Sorry, yeah I misinterpreted. I would think for the well being of your children it would be wise to not let them see any strife in you. I don't think that will affect the way your wife would see it, as you were just fine w/ the status quot. BUT. I should inform you I have no children of my own. But I would think that is the right approach as far as the children are concerned.

Posted
Sorry, yeah I misinterpreted. I would think for the well being of your children it would be wise to not let them see any strife in you. I don't think that will affect the way your wife would see it, as you were just fine w/ the status quot. BUT. I should inform you I have no children of my own.
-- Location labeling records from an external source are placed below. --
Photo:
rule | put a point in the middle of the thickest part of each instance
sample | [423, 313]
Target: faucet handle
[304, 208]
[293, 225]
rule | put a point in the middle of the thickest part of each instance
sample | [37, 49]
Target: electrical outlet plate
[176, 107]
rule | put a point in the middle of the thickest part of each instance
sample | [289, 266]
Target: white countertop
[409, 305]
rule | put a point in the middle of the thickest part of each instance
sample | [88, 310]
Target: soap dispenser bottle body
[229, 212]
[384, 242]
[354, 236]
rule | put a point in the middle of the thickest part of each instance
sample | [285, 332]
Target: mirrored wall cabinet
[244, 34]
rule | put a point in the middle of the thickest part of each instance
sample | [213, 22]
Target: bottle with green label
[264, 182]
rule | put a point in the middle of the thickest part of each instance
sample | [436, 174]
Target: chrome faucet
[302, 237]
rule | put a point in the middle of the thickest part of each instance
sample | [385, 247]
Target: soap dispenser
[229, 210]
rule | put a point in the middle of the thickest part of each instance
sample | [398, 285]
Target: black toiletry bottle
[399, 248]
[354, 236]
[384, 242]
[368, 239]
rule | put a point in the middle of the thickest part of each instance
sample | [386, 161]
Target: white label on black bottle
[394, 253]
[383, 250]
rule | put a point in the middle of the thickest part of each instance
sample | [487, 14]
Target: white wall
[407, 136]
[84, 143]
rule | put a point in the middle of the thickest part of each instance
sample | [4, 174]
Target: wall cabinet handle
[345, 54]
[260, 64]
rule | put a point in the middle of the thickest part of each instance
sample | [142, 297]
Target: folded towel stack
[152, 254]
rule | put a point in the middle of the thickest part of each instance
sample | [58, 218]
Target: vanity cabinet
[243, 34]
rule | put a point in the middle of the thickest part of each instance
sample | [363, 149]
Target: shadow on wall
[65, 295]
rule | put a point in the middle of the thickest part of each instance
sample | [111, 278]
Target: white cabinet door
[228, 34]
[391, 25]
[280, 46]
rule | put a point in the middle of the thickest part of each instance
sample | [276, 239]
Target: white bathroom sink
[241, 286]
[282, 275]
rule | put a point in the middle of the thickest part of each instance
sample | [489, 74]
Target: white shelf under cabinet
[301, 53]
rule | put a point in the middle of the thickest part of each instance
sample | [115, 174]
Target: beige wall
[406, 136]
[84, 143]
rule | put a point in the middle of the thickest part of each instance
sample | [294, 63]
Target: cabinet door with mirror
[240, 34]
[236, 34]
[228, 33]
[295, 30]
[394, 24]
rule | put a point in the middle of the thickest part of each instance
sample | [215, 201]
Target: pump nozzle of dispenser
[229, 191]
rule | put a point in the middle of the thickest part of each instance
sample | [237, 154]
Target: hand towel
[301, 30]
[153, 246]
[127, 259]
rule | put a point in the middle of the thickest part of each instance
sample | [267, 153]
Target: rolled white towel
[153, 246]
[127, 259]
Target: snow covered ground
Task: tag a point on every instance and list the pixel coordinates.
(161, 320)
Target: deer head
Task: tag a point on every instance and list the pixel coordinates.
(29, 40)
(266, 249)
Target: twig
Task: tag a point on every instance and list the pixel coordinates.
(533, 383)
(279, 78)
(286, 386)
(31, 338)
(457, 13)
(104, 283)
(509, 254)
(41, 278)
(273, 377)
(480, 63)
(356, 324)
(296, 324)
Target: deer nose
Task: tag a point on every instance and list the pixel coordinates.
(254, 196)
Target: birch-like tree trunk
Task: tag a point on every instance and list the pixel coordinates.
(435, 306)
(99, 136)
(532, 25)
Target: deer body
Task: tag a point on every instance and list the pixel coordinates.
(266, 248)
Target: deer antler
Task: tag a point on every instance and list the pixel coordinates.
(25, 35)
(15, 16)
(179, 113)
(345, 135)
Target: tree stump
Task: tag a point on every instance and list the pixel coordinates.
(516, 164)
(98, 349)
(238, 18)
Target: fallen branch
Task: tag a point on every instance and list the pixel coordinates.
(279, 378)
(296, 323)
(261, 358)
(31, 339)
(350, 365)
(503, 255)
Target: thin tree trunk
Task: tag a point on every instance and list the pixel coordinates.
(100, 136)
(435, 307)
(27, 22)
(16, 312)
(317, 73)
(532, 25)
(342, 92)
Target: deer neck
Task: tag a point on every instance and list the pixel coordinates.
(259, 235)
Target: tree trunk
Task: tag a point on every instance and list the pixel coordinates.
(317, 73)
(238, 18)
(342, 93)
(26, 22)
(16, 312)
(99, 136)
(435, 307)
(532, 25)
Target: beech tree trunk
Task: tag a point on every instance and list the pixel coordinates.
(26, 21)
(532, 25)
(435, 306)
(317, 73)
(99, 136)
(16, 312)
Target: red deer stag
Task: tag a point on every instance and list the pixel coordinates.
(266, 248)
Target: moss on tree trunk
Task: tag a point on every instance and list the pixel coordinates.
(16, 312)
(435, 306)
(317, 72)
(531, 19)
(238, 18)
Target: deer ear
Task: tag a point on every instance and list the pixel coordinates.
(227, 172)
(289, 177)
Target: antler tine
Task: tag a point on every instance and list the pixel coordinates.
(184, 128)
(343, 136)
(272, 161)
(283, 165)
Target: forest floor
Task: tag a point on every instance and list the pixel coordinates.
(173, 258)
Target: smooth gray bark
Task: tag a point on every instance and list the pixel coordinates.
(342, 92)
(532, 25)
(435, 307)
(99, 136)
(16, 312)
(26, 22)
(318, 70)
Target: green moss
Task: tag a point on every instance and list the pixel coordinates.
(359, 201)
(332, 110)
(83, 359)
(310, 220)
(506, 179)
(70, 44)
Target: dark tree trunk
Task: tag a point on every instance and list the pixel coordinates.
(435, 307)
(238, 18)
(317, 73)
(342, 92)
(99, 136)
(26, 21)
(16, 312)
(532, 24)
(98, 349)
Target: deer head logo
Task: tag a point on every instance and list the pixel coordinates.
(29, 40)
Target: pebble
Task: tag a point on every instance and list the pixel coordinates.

But I would think that is the right approach as far as the children are concerned.

 

That's sound advice. I'd suggest keeping your children's lives as normal as possible.

 

Raising your children is a partnership you and your wife will share for the rest of your lives. That isn't going to change regardless of your marital situation.

 

If you can both agree on informing your children of the decision and comforting them and assuring them that it doesn't change you or your wife's feelings of love for them, I'd consider that a good thing.

 

Ultimately, it's your decision on whether to make waves and be emotional around your children or to be cool and to keep their involvement limited. I think the latter would be the higher road. Even if your wife has something to hide, your kids shouldn't be involved or used against her.

 

It's rough. Take some time for yourself to handle the situation and cope. Friends, family, etc are a great option to discuss your feelings. Best wishes.

  • Author
Posted

Thank you all for your support. Ive been in my office trying to figure out some answers on the net, came across this site and all I can say ... is thank you

  • Author
Posted

Just found out we are having another baby. My wife states that the pregnacy did not sit well with her but is willing to give it 100% towards our family. Her sister is even going to stay with us for a while. Should help out alot. (less stress on my wife). You know what they say about los Angeles smog, it makes you nuts. anyways I feel 100% better.

bye for good

Posted

Congratulations - I hope eveything turns out smooth as butter for you. GOOD LUCK!